Structuring for movements
Max writes,
From your knowledge of the Bible, church and mission history - do you see structures as being significant in launching, growing and sustaining movements.If you are aquainted with Dr Ralph Winters "Two Structures of God's Redemptive Mission" which he terms Modality and Sodality can you comment on them both from an historical perspective and also as being valid in todays world?
Travis writes,
I was reading your blog on the state of church planting in Australia. You wrote:
"Parachurch: Still leading the way in doing evangelism and making disciples. Rightfully wary of becoming a church. Wrongfully wary of planting churches."

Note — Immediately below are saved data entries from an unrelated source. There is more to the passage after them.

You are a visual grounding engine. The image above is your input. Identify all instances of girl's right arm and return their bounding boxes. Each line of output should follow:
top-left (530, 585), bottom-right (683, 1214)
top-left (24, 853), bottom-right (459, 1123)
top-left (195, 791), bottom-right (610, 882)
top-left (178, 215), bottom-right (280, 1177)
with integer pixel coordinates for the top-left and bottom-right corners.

I've been working for a parachurch for the last 5 years and totally true, we spent a lot of time discussing our role in the Christian world and we were keen to never be a church. However you seem to suggesting that a parachurch could begin planting churches? I was wondering if you unearth that idea for me.
A few thoughts. . .
The "parachurch" (I don't like the term) at its best, is the inheritor of the New Testament model of mobile missionary bands. You can't confine the ministry of Jesus or Paul to that of a pastor of a settled congregation. They both led bands of mobile missionaries.

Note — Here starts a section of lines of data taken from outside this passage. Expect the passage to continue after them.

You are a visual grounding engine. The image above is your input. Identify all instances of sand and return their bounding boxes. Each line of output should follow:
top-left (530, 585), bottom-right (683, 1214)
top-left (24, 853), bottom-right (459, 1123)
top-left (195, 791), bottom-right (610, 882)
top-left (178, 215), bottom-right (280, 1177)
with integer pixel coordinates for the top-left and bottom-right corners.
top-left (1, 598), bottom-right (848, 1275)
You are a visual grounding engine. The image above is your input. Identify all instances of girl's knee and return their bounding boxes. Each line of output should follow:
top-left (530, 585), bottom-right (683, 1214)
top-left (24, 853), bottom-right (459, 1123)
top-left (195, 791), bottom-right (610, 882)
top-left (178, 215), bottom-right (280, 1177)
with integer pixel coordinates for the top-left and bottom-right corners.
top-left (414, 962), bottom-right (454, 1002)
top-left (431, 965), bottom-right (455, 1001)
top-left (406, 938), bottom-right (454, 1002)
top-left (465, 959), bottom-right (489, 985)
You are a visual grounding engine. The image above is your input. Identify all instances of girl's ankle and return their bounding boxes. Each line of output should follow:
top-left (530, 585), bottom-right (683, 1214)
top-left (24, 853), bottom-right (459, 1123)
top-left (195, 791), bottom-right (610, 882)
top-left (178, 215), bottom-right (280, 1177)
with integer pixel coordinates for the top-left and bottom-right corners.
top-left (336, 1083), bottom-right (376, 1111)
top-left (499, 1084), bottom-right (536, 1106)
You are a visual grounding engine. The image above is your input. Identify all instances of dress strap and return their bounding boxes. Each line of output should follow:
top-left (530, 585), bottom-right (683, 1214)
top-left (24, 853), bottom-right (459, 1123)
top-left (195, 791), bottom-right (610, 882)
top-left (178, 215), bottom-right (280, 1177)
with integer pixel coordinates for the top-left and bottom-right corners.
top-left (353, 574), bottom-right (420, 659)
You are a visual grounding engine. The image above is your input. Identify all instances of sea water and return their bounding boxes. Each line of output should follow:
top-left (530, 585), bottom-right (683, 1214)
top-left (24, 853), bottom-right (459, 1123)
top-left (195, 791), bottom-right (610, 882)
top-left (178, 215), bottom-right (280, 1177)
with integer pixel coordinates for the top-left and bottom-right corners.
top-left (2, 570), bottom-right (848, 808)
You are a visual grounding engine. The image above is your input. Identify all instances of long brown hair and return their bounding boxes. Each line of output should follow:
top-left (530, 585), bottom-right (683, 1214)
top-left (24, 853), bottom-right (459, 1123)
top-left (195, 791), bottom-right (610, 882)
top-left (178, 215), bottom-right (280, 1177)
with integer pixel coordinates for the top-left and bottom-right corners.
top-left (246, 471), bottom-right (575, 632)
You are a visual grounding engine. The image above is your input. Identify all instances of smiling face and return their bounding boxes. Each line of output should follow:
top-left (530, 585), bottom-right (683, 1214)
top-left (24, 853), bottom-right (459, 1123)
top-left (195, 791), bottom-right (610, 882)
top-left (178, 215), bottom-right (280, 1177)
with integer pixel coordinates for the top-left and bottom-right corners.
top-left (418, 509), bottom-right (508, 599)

Paul raised up local pastors and elders, but he was always keen to bring a new church to just enough maturity that he could move on to the next unreached field. He was continually circling back personally, or via an emissary, or letter to make sure the churches he planted were in obedience to the gospel.
That's what missionaries do, whether they are in New Delhi or New York.

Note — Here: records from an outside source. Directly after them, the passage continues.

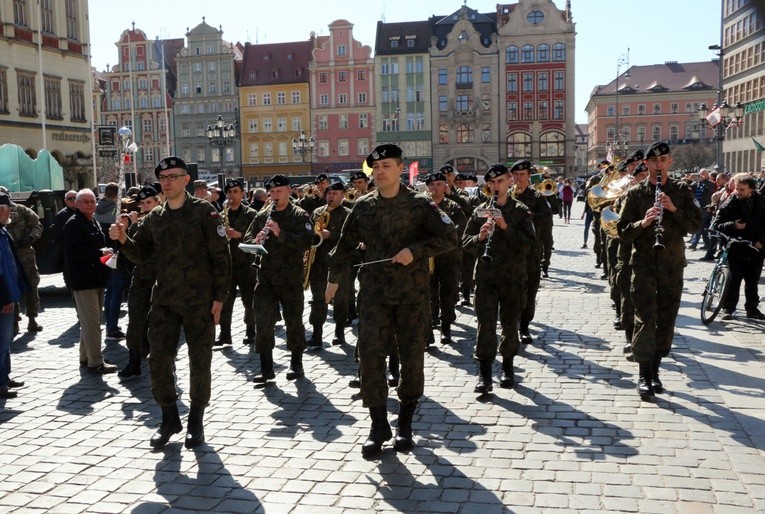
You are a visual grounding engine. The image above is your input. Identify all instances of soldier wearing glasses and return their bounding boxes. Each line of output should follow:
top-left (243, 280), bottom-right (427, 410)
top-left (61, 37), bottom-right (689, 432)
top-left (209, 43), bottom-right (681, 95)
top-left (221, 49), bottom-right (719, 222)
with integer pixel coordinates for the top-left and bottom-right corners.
top-left (110, 156), bottom-right (231, 449)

We will not reach the world by paying church planters to plant one church and settle down. That's not a movement, it's a dead end. That is, unless when they "settle down" and begin multiplying new pioneers and new churches out of the church they've planted.
For a movement to keep advancing, pioneers must keep opening up new fields to the gospel through evangelism, making disciples and planting churches. If they settle down to pastor one church, the movement stalls.
The great tragedy is when "parachurch" workers make disciples, but don't plant churches. The New Testament knows nothing of disciple-making without church formation.
For a church planting movement to continue its momentum, there must be both distinction, and partnership between the local church and the missionary band.
Mission agencies like YWAM, Campus Crusade, the IMB, Navigators, Pioneers, Church Army, CRM and many others, are showing that it's possible to make disciples and multiply new churches without having to bring those churches under their control. Their model is distinction and partnership.